The Scientists from Institute of Zoology CAS just discovered that the diamondback moth can use a bitter gustatory receptor, PxylGr34, to detect the plant hormone brassinolide and 24-epibrassinolide, which was recently published in eLife online (https://elifesciences.org/articles/64114).
Figure 1 A screenshot of the webpage where the paper is published
Phytophagous insects have sophisticated taste systems to recognize plant primary and secondary metabolites, which direct their feeding and oviposition behavior. The taste sensilla of insects are mainly situated on the mouthparts, tarsi, ovipositor, and antennae (Bernays and Chapman, 1994). These sensilla take the form of hairs or cones with a terminal pore in the cuticular structure, and often contain the dendrites of three or four gustatory sensory neurons (GSNs). GSNs coding for feeding/oviposition deterrents have been identified in maxillary sensilla in larvae and tarsal sensilla in adults of many Lepidopteran species. However, the molecular basis of these deterrent neurons remains unclear.
Plutella xylostella is a worldwide Lepidopteran pest species. It mainly uses Brassica species as its host plants. To reveal the underlying molecular mechanisms of host plant selection by this species, Prof. Chen-Zhu Wang and his team began to explore the function of GRs in this species three years ago. Through RNA sequencing and qPCR, they detected abundant PxylGr34 transcripts in the larval head and adult antennae. Functional analyses using the Xenopus oocyte expression system showed that PxylGr34 is tuned to the canonical plant hormones brassinolide (BL) and 24-epibrassinolide (EBL) among 24 phytochemicals. Electrophysiological analyses revealed that the medial sensilla styloconica of 4th instar larvae are responsive to BL and EBL. Dual-choice bioassays demonstrated that BL inhibits larval feeding and female oviposition. Knock-down of PxylGr34 by RNAi attenuates the taste responses to BL, and abolishes BL-induced feeding inhibition.
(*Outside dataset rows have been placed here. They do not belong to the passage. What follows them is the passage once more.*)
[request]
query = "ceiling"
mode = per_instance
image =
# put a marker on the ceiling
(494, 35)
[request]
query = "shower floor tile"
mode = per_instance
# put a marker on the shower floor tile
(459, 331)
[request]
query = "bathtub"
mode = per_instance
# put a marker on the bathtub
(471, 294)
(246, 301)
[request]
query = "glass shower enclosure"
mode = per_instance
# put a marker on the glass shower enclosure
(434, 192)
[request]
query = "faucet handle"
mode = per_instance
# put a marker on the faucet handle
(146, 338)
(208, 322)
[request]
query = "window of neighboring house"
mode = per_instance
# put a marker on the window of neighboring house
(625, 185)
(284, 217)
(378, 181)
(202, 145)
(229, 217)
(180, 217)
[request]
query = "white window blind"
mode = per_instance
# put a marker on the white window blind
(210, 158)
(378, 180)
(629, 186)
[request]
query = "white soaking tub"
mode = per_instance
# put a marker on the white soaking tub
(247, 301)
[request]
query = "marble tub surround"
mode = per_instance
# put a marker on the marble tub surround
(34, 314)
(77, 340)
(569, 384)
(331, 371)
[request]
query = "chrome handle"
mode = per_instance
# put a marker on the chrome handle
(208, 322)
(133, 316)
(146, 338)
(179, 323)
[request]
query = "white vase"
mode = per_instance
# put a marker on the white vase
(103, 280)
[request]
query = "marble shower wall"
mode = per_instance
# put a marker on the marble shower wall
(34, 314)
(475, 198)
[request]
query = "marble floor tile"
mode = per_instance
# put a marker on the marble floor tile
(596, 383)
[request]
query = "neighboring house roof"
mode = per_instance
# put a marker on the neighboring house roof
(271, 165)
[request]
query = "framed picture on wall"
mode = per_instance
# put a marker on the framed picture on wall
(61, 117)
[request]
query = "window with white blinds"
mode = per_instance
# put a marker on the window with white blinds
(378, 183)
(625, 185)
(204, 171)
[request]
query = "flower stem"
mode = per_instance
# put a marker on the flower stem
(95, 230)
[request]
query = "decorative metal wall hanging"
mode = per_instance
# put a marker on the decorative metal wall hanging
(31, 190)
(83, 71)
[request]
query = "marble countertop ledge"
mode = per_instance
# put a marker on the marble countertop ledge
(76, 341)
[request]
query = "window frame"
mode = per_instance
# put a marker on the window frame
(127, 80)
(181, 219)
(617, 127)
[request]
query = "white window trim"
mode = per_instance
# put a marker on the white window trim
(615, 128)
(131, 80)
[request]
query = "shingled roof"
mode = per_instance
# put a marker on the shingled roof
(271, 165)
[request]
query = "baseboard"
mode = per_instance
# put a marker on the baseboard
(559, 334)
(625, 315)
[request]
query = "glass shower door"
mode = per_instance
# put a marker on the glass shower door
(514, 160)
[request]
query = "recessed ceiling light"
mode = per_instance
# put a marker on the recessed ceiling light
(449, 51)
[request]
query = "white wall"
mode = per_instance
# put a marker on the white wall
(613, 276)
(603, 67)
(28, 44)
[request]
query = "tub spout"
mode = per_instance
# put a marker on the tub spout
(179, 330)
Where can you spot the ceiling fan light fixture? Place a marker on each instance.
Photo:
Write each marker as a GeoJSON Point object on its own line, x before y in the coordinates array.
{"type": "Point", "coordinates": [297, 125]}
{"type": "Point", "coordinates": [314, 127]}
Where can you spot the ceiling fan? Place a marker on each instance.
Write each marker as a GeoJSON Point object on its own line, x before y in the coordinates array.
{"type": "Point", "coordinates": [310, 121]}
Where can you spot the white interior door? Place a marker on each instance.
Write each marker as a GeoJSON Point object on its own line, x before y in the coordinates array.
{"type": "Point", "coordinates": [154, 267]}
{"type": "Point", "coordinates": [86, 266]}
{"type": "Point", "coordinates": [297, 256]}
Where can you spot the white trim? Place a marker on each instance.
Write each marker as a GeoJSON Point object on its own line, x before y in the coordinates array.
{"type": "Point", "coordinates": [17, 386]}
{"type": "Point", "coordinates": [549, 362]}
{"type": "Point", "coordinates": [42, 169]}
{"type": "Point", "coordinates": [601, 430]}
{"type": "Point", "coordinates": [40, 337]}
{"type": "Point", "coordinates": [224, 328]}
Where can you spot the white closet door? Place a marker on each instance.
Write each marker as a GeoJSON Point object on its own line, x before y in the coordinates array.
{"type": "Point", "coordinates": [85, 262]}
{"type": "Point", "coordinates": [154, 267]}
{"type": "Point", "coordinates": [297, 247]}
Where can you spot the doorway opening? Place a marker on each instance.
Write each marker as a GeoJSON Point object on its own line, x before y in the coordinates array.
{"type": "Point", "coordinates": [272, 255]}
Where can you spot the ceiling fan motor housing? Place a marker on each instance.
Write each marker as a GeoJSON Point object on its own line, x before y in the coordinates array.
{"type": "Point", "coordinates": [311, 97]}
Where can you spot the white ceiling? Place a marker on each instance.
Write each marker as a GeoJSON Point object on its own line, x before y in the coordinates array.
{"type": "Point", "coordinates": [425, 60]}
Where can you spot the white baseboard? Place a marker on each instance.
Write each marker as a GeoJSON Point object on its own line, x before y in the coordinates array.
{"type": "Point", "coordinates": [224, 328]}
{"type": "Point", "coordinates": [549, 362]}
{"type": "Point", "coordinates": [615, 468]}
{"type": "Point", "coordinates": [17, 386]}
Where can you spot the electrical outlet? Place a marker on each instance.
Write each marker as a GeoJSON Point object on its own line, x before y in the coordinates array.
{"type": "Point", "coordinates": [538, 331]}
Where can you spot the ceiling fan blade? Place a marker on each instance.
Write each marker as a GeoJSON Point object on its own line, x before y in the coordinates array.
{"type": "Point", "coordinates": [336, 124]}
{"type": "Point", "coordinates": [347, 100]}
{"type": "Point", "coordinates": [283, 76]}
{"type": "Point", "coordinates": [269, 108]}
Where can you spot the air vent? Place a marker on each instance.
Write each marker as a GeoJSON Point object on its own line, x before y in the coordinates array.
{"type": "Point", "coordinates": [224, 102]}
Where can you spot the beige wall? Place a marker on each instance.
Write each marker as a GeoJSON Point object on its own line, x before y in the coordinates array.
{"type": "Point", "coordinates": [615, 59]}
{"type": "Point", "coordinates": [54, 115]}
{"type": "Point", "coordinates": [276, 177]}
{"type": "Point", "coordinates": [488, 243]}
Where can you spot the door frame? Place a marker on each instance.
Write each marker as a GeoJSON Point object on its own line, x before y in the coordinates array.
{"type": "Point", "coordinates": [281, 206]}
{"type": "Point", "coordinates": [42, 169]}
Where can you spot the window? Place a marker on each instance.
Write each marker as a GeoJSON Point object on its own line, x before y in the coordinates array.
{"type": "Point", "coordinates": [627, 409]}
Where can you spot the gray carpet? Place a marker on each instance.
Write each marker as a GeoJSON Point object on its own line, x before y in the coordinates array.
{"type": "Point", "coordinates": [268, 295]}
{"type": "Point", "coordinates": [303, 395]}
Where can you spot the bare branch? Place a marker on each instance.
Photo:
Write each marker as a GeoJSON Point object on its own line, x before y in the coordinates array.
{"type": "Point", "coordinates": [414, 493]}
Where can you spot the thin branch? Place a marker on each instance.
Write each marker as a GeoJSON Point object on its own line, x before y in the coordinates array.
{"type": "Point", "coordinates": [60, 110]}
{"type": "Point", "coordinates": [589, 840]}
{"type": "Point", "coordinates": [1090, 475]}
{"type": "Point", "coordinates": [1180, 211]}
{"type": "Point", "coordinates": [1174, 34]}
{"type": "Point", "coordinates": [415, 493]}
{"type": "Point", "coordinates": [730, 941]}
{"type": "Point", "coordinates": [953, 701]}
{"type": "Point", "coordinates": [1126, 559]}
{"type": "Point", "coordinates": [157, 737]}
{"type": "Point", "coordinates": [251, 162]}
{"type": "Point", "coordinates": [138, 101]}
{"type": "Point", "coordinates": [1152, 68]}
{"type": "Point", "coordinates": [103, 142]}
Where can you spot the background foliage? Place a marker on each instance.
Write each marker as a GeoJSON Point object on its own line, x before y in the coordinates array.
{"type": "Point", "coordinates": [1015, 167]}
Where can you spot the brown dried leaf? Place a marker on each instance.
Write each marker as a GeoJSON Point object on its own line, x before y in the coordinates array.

Figure 2 Taste perception and behavioral responses of the diamondback moth to brassinolide and 24-epibrassinolide
They conclude that the gustatory receptor PxylGr34 mediates the aversive feeding/oviposition responses of P. xylostella to the BL and EBL. These findings increase our understanding of how herbivorous insects detect “bitter” compounds in plants, and would be useful for designing plant hormone-based pest management strategies.
Dr. Ke Yang, the first author of this paper is a postdoc in Chen-Zhu Wang’s laboratory. Other members, Xin-Lin Gong, Guo-Cheng Li, Ling-Qiao Huang, and Chao Ning also contribute to this work, and Prof. Chen-Zhu Wang is the corresponding author. This work is funded by the National Key R&D Program of China (Grant No. 2017YFD0200400), National Natural Science Foundation of China (Grant No. 31830088), and China Postdoctoral Science Foundation (Grant No. 2019M660792).